Act now to stop a flood of climate refugees

Extreme heat and rising sea levels could displace millions, and they’ll quickly become our problem

Roger Boyes @rogerboyes

The Earth is heating up and wildlife is on the move to higher, cooler ground.

Deer, rabbits and beavers are moving into the Arctic.

Butterflies once common in Mexico are now more likely to be spotted in Canada.

And human beings are shifting, too. Climate migration en masse is the big bogeyman that will keep border security at the top of the agenda for decades, and not just for hard-right alarmists. It’s already happening, of course. A breakdown of the nationality of small boat refugees this year shows Afghans, Eritreans, Iranians, Syrians and Sudanese topping the list. All have their political fears, all want to better their lives but most also form the advance guard of the great climate exodus.

The Afghans are fleeing the Taliban of course but also the sizzling weather that is causing severe drought and flash floods, that has displaced tens of thousands, destroyed houses, increased mortality. They are on the run not just from Taliban repression but also Taliban incompetence in dealing with a national emergency.

In the cross-Channel boats there are also technical experts, losers in Kabul’s war between religion and science; their flight, part of the

Afghan brain drain, makes it that much more difficult for the country to link up with international climate funding. Something similar goes for the Iranians on the move, many of them depressed by Iran’s so-called water mafia, linking the energy ministry, officers in the Revolutionary Guard and corrupt contractors. It’s a cabal that calls the shots on dam construction and maintenance and which perpetuates decades of mismanagement and water shortage.

Those escaping Iran don’t blame the drought and desertification for the exploding food prices but the rottenness of the regime itself.

Climate change and extreme weather are intertwined with war,radicalisation and the quest for safety, in driving populations to leave homes. The Institute for Economics and Peace calculates that by 2050, there could be 1.2 billion climate refugees, but that is not much more than informed guesswork, based on an assessment of the poor societal resilience of countries assumed to be the most exposed to extreme weather development.

Slow onset climate change gives time for human intervention

Some research suggests that climate change is a clear “threat magnifier”, and that there’s a heataggression relationship: a 10 to 20 per cent increase in the risk of armed conflict with each long-term rise of 0.5C. That too seems to be little more than a hunch. There are still too many gaps in the data. It is plain though that sea levels are rising, that it is hotter and sometimes torrentially wetter. What we don’t quite know is the relationship between desertification in the Sahel, for example, and the displacement of the young and their recruitment potential for terror groups. Will a failure to take in young male climate refugees end up swelling the ranks of sub-Saharan jihadists? We don’t know whether water scarcity conflicts over the Nile basin between Egypt, Sudan and Ethiopia have the potential for a spreading war that touches us all.

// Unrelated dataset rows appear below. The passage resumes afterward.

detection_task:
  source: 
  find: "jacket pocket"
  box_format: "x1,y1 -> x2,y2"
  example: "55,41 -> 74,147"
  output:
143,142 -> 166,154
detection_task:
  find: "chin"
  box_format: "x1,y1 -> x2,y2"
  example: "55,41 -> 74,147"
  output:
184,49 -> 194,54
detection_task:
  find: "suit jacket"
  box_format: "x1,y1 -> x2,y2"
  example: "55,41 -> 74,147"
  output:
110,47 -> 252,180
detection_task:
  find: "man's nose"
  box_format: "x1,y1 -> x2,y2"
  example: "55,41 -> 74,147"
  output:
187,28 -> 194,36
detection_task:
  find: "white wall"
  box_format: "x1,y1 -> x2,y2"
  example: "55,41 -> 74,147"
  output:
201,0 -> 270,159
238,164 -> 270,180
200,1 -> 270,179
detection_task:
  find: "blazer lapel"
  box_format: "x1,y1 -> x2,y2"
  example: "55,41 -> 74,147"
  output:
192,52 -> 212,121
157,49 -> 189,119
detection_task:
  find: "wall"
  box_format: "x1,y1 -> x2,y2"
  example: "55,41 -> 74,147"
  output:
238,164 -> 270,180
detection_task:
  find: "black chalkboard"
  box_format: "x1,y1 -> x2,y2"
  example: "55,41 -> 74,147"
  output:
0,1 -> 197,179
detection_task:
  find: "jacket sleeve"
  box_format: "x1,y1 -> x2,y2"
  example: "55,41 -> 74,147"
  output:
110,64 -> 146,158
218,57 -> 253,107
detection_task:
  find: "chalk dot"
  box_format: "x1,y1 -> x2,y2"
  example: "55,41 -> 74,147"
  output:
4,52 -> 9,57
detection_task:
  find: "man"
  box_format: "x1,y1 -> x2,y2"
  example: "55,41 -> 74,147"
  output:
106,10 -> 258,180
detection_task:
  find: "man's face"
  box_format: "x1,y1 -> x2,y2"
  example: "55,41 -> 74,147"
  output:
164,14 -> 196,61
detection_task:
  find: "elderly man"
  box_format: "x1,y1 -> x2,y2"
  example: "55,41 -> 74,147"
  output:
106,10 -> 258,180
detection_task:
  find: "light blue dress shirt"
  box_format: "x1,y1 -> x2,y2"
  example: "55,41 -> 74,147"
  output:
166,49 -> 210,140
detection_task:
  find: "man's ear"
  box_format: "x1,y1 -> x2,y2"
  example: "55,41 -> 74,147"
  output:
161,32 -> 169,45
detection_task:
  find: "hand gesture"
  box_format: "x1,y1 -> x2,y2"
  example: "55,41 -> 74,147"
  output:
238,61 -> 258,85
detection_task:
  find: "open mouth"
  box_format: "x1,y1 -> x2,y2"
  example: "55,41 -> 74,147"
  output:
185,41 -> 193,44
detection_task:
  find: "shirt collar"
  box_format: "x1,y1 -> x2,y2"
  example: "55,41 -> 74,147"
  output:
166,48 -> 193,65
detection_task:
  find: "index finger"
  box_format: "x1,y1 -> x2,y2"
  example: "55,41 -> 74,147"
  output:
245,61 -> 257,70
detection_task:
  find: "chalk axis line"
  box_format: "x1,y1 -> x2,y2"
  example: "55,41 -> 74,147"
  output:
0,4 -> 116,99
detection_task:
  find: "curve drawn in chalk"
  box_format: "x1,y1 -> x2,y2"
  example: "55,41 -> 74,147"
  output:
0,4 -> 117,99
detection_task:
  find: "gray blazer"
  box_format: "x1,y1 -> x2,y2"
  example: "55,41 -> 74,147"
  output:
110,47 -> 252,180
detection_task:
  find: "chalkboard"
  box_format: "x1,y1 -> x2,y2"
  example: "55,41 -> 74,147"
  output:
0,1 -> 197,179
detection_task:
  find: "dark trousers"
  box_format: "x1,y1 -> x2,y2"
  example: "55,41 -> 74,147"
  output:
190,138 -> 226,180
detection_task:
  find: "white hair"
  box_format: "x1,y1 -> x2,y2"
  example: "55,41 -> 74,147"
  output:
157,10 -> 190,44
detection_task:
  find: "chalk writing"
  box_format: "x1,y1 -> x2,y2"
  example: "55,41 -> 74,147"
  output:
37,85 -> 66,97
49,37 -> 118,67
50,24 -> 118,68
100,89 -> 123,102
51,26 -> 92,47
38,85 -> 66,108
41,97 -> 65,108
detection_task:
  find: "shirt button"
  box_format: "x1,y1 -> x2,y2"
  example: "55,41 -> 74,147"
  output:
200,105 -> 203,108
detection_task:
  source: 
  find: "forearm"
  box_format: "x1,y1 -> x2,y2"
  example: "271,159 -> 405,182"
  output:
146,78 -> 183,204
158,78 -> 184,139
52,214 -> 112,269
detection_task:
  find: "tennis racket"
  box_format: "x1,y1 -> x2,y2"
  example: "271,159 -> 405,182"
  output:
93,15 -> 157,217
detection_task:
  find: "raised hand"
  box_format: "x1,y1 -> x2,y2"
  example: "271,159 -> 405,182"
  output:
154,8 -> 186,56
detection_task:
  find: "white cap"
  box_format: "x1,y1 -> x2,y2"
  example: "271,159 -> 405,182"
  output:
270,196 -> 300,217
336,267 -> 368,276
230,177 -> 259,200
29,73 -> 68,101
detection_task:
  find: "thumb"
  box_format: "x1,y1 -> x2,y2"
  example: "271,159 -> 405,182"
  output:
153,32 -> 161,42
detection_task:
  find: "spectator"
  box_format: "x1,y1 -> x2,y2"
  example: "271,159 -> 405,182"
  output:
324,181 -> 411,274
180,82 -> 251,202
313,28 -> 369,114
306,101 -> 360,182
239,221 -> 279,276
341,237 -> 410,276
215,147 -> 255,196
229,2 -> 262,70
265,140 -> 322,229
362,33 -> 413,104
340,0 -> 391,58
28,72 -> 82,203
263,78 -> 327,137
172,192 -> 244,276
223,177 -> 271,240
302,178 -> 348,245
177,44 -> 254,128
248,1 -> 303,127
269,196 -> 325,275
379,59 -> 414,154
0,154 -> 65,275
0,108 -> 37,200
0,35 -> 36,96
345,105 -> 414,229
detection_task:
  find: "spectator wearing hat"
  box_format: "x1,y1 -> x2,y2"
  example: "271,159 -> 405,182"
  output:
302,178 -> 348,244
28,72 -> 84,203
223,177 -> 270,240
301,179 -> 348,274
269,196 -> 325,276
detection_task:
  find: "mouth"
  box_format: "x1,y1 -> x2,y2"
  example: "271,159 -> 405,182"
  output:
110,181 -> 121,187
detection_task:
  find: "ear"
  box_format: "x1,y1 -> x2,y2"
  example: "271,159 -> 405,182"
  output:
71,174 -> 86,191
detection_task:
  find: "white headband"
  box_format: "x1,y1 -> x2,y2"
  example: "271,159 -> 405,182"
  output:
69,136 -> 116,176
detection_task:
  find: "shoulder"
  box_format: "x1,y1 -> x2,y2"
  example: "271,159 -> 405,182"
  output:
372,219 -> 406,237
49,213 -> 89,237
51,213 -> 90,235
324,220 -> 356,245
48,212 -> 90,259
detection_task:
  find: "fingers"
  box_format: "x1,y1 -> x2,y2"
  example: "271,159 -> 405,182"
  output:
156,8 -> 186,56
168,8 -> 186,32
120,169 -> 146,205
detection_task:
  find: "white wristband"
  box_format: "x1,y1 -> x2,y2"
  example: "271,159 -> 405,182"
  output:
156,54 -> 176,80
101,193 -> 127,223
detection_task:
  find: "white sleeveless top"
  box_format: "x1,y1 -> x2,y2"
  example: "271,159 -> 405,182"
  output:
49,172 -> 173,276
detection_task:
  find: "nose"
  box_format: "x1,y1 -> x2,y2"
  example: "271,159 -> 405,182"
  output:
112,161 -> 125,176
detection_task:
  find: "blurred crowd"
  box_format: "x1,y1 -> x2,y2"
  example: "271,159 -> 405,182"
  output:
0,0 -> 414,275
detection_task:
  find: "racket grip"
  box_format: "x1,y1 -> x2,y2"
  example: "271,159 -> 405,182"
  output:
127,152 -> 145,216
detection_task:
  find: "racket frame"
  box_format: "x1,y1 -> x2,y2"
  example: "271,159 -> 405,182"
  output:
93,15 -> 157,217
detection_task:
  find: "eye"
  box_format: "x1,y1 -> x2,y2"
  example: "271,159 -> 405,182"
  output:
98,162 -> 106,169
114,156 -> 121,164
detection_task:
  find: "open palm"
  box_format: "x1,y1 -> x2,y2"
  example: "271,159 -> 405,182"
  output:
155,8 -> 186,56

Diplomacy has to become more concerned with cross-border resource management, particularly at a time when foreign aid budgets are being pared back.

Just as migration has push and pull factors, so climate change expresses itself both as a sudden onset disaster, such as flash flooding, and as a slow onset event like desertification (often aggravated by humans cutting down shrubs and trees or the state’s failure to manage water and land). Slow onset climate change gives time for human intervention, the building of dykes and the creation of new jobs.

It’s a typical feature of flood zones that inhabitants read the early signs of rising water and move upland. But this was rarely migration — it was a temporary displacement, the recognition by people on the move that they had settled on the floodplains because they were the most fertile and a belief that their community would survive when the waters receded. But if climate changes become more dramatic that return won’t be possible. These are not people clamouring to “invade”

Europe. Western migration policy is supposed to deter economic chancers but it won’t work, as presently conceived, against those fleeing the climate emergency.

Rather, foreign aid should be restored and more carefully targeted to ease adaptation to a world that looks set to be increasingly underwater. Australia has made a remarkable offer to the people of the Tuvalu whose islands may, if the forecasts hold, soon disappear. The plan is to take the 11,000 inhabitants, a few hundred per year, and resettle them in Australia. That’s the thing about migrants who have just lost their island: you can’t send them back home.

But of course 11,000 is a mere fraction of those who have crossed the Channel. Future policy will ultimately boil down to the numbers. At the moment the foreign secretary David Lammy’s promise to send a team of immigration experts to west Africa to spot forged entry visas seems woefully underpowered. A global population boom is predicted for the 2060s. If there is a simultaneous northward trek from the sub-Saharan states then European harbours and airports would be overwhelmed.

The Syrian migration of 2015, a million-strong escape from war and the Assad dictatorship — turned European politics upside down. Now something much bigger seems to be around the corner and we can’t even agree on whether there is such a thing as climate refugees, how they can be best helped and how society, theirs and ours, should prepare for the upheaval.